Ash: "Der Abend verlief  - mit Ausnahme der bereits oben erwähnten (möglicherweise staatlichen) Einflussnahmen - regelgerecht. Soundprobleme und kleinere Probleme gibt es immer. Nachdem die erste Venue nicht mehr zur Verfügung stand und der Veranstalter in kurzer Zeit (2 Tage) eine neue suchen musste, spielten wir in einer Mehrzwecksporthalle mit Sitzrängen. Auf der NARGAROTH Homepage (www.nargaroth.de) habe ich ein Photo davon eingestellt. Der Veranstalter musste eine komplette Bühne besorgen, Lichtanlage und Soundanlage. Hinter der Halle waren Tennis Courts, die auch während des Konzerts belegt waren, was ein bizarrer Anblick war. Wir spielten mit zwei vietnamesischen (CHONG und ROT), einer thailändischen (DEI TETRA) und der Band DRACONIS INFERNUM aus Singapur, die auch schon in Deutschland aufgetreten sind, zusammen. Ich persönlich kann jede Band empfehlen. Die Stimmung während des Auftritts und der Songs war meines Erachtens wirklich gut, mit einem bezeichnenden Unterschied. Nach dem Schreien, Gröhlen und Applaudieren am Ende eines jeden Songs, herrschte absolute Stille. Und ich meine nicht das bekannte Menschenmengen-Gemurmel. Ich meine komplette Stille. Überrascht war ich von der nicht geringen Anzahl an Kaukasiern, die keine verirrten Touristen waren, sondern jeden NARGAROTH Song mitsingen  konnten. Darüber hinaus erinnert mich das Publikum (oder auch die vietnamesische Szene) an frühe Metal-Tage in Europa.
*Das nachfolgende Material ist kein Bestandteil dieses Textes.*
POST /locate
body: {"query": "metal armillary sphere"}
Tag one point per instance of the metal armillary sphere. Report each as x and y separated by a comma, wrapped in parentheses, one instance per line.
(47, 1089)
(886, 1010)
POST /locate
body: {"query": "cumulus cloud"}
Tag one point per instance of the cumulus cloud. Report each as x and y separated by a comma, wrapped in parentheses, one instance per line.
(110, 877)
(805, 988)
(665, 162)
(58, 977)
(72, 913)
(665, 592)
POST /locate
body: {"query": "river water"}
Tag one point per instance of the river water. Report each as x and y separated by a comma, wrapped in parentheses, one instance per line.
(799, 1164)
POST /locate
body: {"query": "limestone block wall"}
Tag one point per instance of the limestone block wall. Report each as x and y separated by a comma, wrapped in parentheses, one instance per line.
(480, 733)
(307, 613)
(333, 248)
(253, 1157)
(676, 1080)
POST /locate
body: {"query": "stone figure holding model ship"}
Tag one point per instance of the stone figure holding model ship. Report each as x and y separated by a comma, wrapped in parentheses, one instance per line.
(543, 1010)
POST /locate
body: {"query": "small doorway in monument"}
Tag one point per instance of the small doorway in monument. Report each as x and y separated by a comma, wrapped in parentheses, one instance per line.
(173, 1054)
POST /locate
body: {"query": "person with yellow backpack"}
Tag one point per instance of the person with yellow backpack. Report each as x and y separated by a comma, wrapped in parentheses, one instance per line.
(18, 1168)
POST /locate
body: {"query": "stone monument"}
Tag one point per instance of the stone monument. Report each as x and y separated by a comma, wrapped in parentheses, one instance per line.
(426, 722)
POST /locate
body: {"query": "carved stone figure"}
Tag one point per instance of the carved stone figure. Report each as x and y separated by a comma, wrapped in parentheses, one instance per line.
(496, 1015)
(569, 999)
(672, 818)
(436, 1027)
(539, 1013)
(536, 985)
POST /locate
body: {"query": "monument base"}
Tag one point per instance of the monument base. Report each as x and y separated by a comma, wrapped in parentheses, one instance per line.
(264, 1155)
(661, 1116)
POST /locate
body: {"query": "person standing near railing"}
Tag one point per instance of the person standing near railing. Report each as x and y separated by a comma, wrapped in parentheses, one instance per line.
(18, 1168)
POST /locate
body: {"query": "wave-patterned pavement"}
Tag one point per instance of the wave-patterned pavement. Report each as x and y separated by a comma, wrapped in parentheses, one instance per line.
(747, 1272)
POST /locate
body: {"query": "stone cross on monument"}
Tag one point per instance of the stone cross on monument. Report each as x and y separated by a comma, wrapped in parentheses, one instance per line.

Hungrig, wild, voller Euphorie, unverbraucht, vielleicht ein wenig naiv und maximal begeisterungsfähig. Ein dankbares Publikum! Dazu aber später bei einer anderen Frage von dir."

 

 

 

 

 

Sturmglanz: Welchen Bekanntheitsgrad hat Nargaroth in Vietnam?

 

Ash: "NARGAROTH ist in Vietnam, wie generell weltweit, sehr bekannt. Wie das jedoch im Vergleich zu anderen internationalen Bands aussieht, kann ich nicht sagen."

 

Sturmglanz: Hattest du Kontakt mit Fans/Publikum und wie empfindest du dort die Szene? Welche Unterschiede gibt es zum europäischen Black Metal?

 

Ash: "Nach dem Konzert gab es leider kaum Kontakt, da wir aufgrund der Befürchtungen des Veranstalters, dass die Polizei etwas unternehmenen werde, schnell die Location verlassen mußten. Da aber aber der Veranstalter sowie alle seine Helfer allesamt Fans waren, hatten wir täglich engen Kontakt. Wie ich bereits oben anklingen ließ, ist die dortige Szene aufgrund staatlicher Politik, was Black Metal angeht, massiv unterversorgt und demnach sehr interessiert, hungrig, kaum arrogant, enthusiastisch, aufopferungsbereit - aber auch unsagbar traurig. Ein für mich wesentliches Merkmal der vietnamesischen Szene, was auch das Dominieren sogenannter DSBM und DSDM (depressiver Death Metal wie z.B. Uaral aus Chile, absolut empfehlenswert!) Bands in den Hörvorlieben erklärt. In langen Gesprächen, auch als ich in die nördlichen Berge fuhr, um eine Weile für mich zu sein, wurde eine unsäglich tiefe Traurigkeit hinter dem steten asiatischen Lächeln deutlich und dadurch eine fast lebensnotwendige Bindung an die Musik, die mich zwar sehr beeindruckte, aber zum Teil auch… ich würde sagen ‚erschütterte‘. Die momentane Generation im Alter zwischen 15 und 25 wirkt sehr perspektivlos und resigniert. Über die Gründe möchte ich hier nicht spekulieren, aber es mag die Verbindung zu dieser eher trauernden Facette des Black und Death Metals erklären - unabhängig davon, dass sie mir nicht so zugänglich ist."

 

Sturmglanz: Bei Facebook gibst du mit ein paar Bildern kleine Einblicke in den Aufenthalt. Wart ihr nach dem Gig noch länger in Vietnam und was habt ihr außerdem dort erlebt? Was hat dich dort besonders beeindruckt und fasziniert? Hast du auch etwas von der Kultur und Lebensart mitbekommen? Du warst dort im Dschungel?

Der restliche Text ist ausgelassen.